The Golden Age at Its Best

By Julian Bell
Dutch Portraits: The Age of Rembrandt and Frans Hals
Catalog of the exhibition by Rudi Ekkart and Quentin Buvelot

an exhibition at the National Gallery, London, June 27–September 16, 2007, and the Royal Picture Gallery Mauritshuis, The Hague, October 13, 2007–January 13, 2008.
Royal Picture Gallery Mauritshuis/National Gallery/Waanders, 280 pp., £30.00; £19.95 (paper)

The Rembrandt Book
by Gary Schwartz

Abrams, 384 pp., $65.00

Rembrandt's Nose: Of Flesh and Spirit in the Master's Portraits
by Michael Taylor

Distributed Art Publishers, 167 pp., $27.50

Abraham Casteleijn, a middle-aged newspaper publisher, holds up his right hand as if he might address us.
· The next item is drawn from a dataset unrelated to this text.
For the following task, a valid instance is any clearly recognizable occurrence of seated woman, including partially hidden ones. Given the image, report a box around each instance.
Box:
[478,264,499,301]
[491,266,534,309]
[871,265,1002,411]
But the roll of his eyes and his slack-shouldered slouch on the dining chair deprive the gesture of any energy. It resolves into a fond, resigned welcome, inviting us into the urbane muddle of his Haarlem mansion: his globe, the Turkish rug on his table, his hat slapped down on a loose stack of bound folios, a paper or two—perhaps some 1663 copy of the Weeckelycke Courante van Europa—dangling beneath them. The bust of a long-dead local worthy looms over his shoulder, po-faced, rectitudinous, dour. It sets a note of severity that Abraham and his wife Margarieta dutifully observe in their garb of black satin—good, serious folk, adherents to the Mennonite confession.